Orang Indonesia yang mendapat penghasilan dari luar negeri, harus Ikut tax amnesty?

 

Jawab: 

Warga Negara Indonesia yang tinggal di luar negeri lebih dari 183 hari dalam satu tahun dan tidak memiliki penghasilan dari dalam negeri, bisa menggunakan haknya mengikuti program pengampunan pajak. Hal ini diatur dalam Peraturan Direktur Jenderal Pajak Nomor 11 Tahun 2016.

Meski tidak ikut tax amnesty warga negara ini dibebaskan dari sanksi yang diatur dalam Undang-Undang Pengampunan Pajak, pasa 18. Artinya jika di kemudian hari ditemukan ada harta yang tidak dilaporkan pun tidak akan dikenakan sanksi denda 2 persen per bulan hingga 2 tahun.

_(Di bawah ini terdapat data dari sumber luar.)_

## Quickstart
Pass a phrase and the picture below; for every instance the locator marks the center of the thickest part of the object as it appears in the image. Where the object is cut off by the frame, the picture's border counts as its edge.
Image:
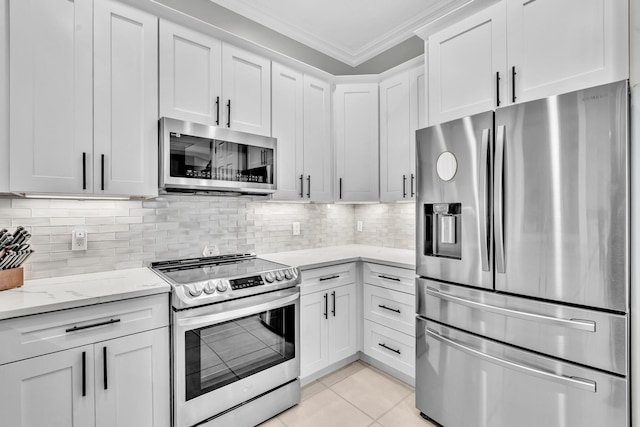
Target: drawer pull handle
(388, 308)
(389, 348)
(93, 325)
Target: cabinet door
(562, 46)
(48, 390)
(357, 142)
(190, 75)
(246, 80)
(287, 126)
(395, 138)
(125, 100)
(318, 167)
(51, 121)
(314, 351)
(132, 380)
(342, 322)
(463, 61)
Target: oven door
(225, 354)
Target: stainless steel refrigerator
(523, 256)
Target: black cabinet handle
(513, 84)
(84, 171)
(389, 348)
(404, 186)
(102, 172)
(498, 89)
(413, 178)
(104, 366)
(326, 306)
(93, 325)
(301, 186)
(217, 110)
(84, 373)
(389, 308)
(333, 311)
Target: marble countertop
(306, 259)
(58, 293)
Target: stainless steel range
(235, 339)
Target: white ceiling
(351, 31)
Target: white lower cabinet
(328, 319)
(123, 381)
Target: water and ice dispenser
(443, 230)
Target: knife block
(12, 278)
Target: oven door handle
(211, 319)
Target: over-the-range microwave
(197, 158)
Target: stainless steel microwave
(199, 158)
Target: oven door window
(223, 353)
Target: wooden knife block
(12, 278)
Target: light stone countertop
(58, 293)
(306, 259)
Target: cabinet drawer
(40, 334)
(390, 308)
(399, 279)
(390, 346)
(319, 279)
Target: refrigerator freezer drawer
(464, 380)
(588, 337)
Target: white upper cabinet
(516, 51)
(317, 160)
(83, 99)
(246, 91)
(190, 75)
(465, 62)
(557, 46)
(125, 100)
(356, 128)
(51, 122)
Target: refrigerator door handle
(576, 382)
(484, 197)
(583, 325)
(498, 200)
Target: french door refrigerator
(522, 249)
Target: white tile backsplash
(125, 234)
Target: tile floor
(354, 396)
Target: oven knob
(195, 290)
(221, 286)
(210, 287)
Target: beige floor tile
(371, 392)
(324, 409)
(342, 373)
(404, 414)
(311, 389)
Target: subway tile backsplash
(125, 234)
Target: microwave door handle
(483, 220)
(498, 200)
(196, 322)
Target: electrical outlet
(79, 240)
(211, 250)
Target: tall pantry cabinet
(83, 98)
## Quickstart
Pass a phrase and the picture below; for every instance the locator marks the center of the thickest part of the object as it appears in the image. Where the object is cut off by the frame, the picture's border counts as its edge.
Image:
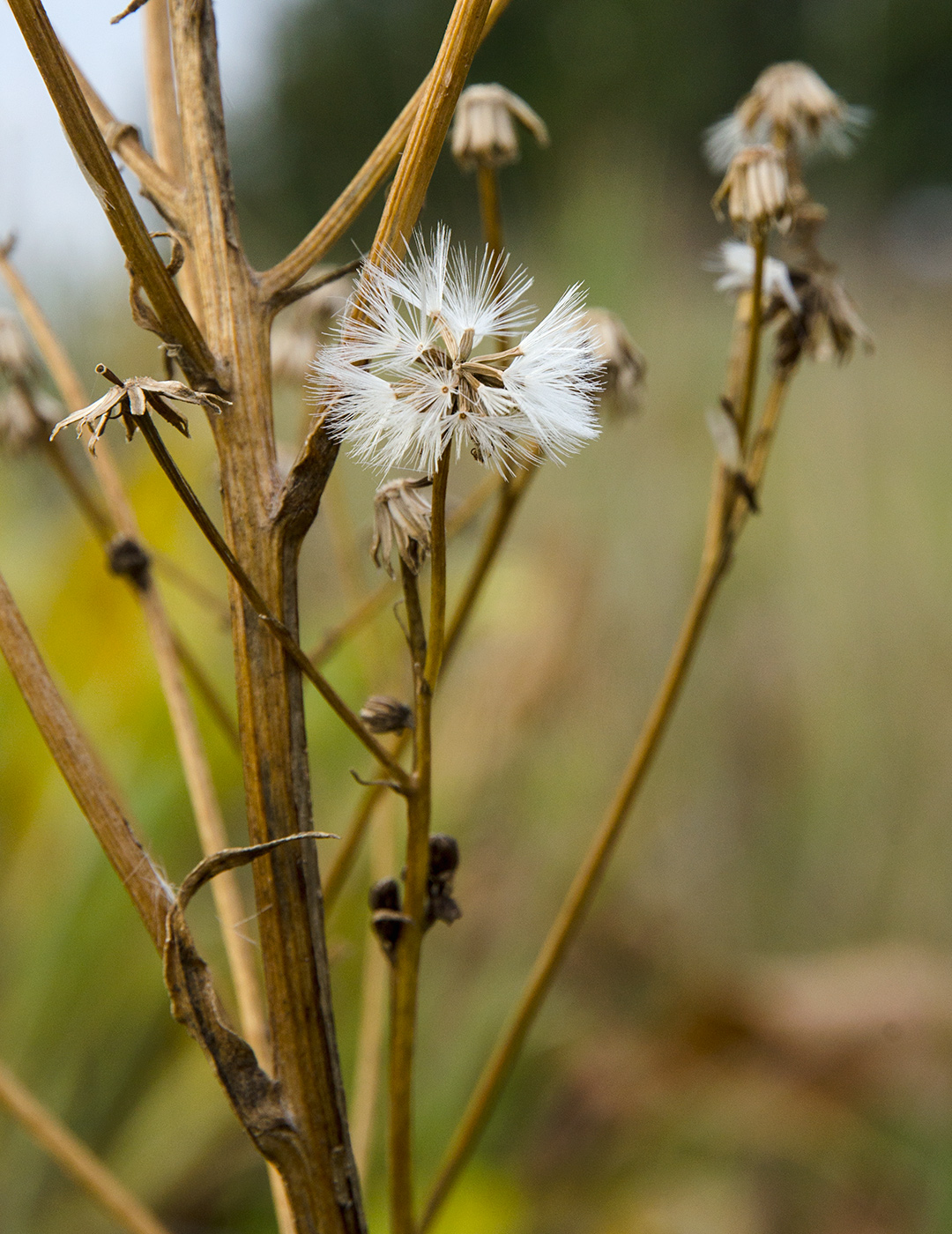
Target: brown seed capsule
(755, 188)
(443, 861)
(401, 520)
(483, 130)
(624, 364)
(127, 557)
(387, 921)
(301, 330)
(443, 855)
(385, 715)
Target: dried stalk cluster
(432, 351)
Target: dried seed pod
(387, 921)
(624, 364)
(443, 857)
(443, 861)
(828, 324)
(385, 715)
(401, 520)
(301, 330)
(755, 188)
(483, 130)
(127, 557)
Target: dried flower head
(735, 264)
(132, 398)
(755, 187)
(301, 329)
(484, 133)
(401, 517)
(828, 323)
(622, 363)
(404, 383)
(383, 713)
(792, 108)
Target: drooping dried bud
(131, 398)
(624, 364)
(826, 326)
(443, 857)
(792, 108)
(385, 715)
(483, 130)
(387, 921)
(301, 330)
(735, 263)
(757, 189)
(443, 861)
(127, 557)
(401, 520)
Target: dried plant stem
(588, 878)
(76, 1159)
(373, 1009)
(255, 598)
(490, 212)
(406, 958)
(742, 413)
(120, 210)
(510, 494)
(437, 576)
(360, 191)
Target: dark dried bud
(127, 557)
(443, 861)
(385, 715)
(443, 857)
(387, 921)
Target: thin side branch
(361, 190)
(157, 185)
(74, 1159)
(96, 162)
(255, 598)
(588, 878)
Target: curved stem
(406, 958)
(593, 866)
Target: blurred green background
(754, 1033)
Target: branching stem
(588, 878)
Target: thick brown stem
(271, 709)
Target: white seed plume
(735, 264)
(405, 382)
(789, 105)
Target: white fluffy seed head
(418, 367)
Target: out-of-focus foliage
(622, 77)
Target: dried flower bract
(133, 398)
(622, 363)
(405, 383)
(401, 518)
(755, 188)
(382, 713)
(792, 108)
(484, 133)
(828, 324)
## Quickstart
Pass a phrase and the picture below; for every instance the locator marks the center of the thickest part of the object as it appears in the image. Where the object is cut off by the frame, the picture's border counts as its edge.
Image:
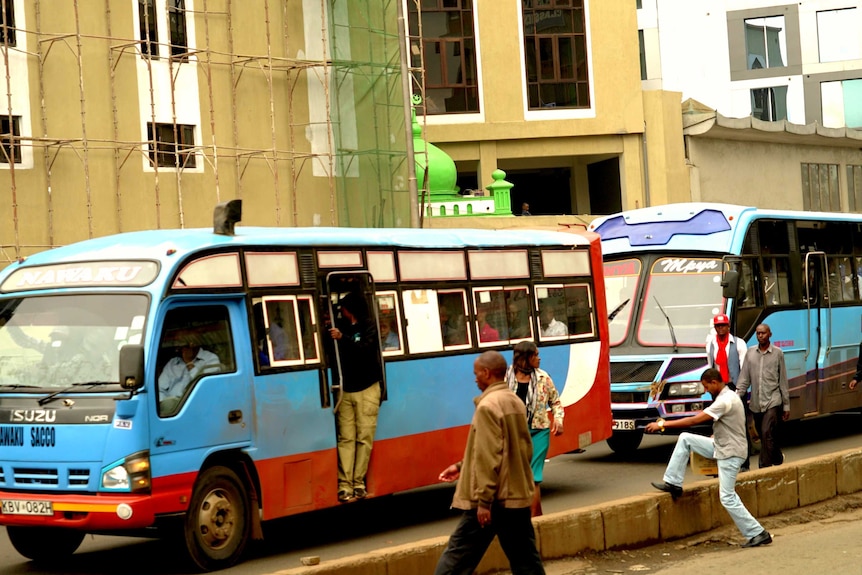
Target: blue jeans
(727, 471)
(469, 541)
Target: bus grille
(683, 365)
(634, 371)
(629, 397)
(36, 478)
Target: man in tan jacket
(495, 480)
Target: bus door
(360, 288)
(818, 328)
(202, 388)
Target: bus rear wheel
(625, 441)
(217, 526)
(44, 544)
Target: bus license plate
(20, 507)
(624, 425)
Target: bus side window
(389, 324)
(579, 311)
(452, 312)
(776, 289)
(285, 331)
(518, 314)
(491, 324)
(195, 342)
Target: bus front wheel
(44, 544)
(217, 525)
(625, 441)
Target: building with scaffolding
(141, 114)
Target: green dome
(442, 173)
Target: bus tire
(217, 525)
(44, 544)
(625, 441)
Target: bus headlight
(131, 474)
(690, 389)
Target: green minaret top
(442, 173)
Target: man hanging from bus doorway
(726, 353)
(361, 373)
(764, 371)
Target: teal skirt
(541, 442)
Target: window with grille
(149, 31)
(177, 29)
(171, 146)
(10, 143)
(854, 188)
(449, 44)
(820, 188)
(555, 45)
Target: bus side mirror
(132, 366)
(730, 283)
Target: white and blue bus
(669, 269)
(90, 442)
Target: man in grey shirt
(727, 446)
(764, 371)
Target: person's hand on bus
(556, 427)
(450, 474)
(483, 515)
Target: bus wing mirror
(730, 283)
(132, 366)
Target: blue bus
(92, 440)
(670, 269)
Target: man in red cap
(726, 353)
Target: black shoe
(762, 538)
(674, 490)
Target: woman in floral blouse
(536, 389)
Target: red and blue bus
(91, 443)
(670, 269)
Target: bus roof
(696, 226)
(170, 246)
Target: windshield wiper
(669, 325)
(619, 308)
(51, 396)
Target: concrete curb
(634, 521)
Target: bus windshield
(50, 342)
(621, 282)
(682, 295)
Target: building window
(854, 188)
(841, 103)
(148, 29)
(820, 188)
(177, 28)
(7, 23)
(555, 41)
(171, 146)
(10, 142)
(643, 53)
(769, 104)
(837, 35)
(765, 42)
(449, 44)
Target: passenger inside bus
(190, 362)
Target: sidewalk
(820, 538)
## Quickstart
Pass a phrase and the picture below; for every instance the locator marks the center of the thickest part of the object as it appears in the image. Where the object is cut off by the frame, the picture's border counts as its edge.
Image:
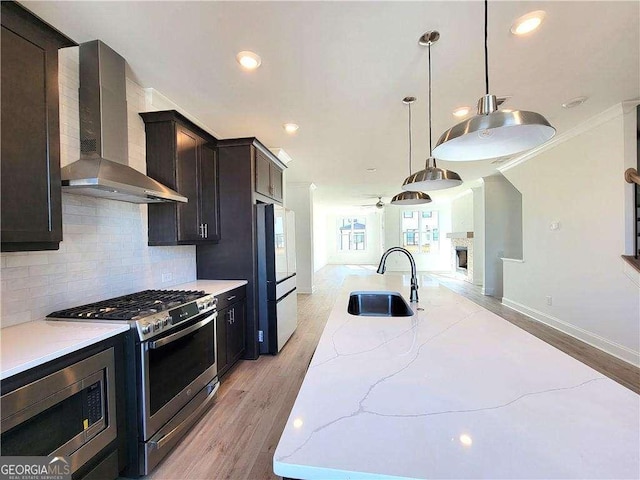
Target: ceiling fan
(379, 204)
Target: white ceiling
(341, 69)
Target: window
(420, 232)
(352, 234)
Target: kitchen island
(453, 391)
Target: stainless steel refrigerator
(276, 264)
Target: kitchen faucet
(414, 278)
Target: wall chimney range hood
(103, 170)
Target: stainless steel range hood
(102, 170)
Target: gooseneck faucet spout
(414, 277)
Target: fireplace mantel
(460, 235)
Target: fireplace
(461, 259)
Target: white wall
(478, 235)
(502, 230)
(104, 251)
(373, 251)
(579, 184)
(300, 200)
(320, 240)
(434, 262)
(462, 213)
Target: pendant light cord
(410, 146)
(430, 146)
(486, 49)
(430, 134)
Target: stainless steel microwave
(70, 413)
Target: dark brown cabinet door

WNI ini bukan merupakan subjek pajak, dan tidak diwajibkan memiliki Nomor Pokok Wajib Pajak (NPWP). Dalam Undang-Undang Pajak Penghasilan pasal 2 dijelaskan bahwa subjek pajak luar negeri adalah WNI yang tinggal lebih dari 183 hari setahun di luar negeri, tapi memiliki penghasilan dari dalam negeri. Penghasilan yang dikenakan pajak pun hanya yang berasal dari luar negeri. 

 

Penjelasan ini diolah dari berbagai sumber, yaitu: peraturan-peraturan terkait amnesti pajak, pengamat pajak, wawancara narasumber, dan situs pajak.go.id.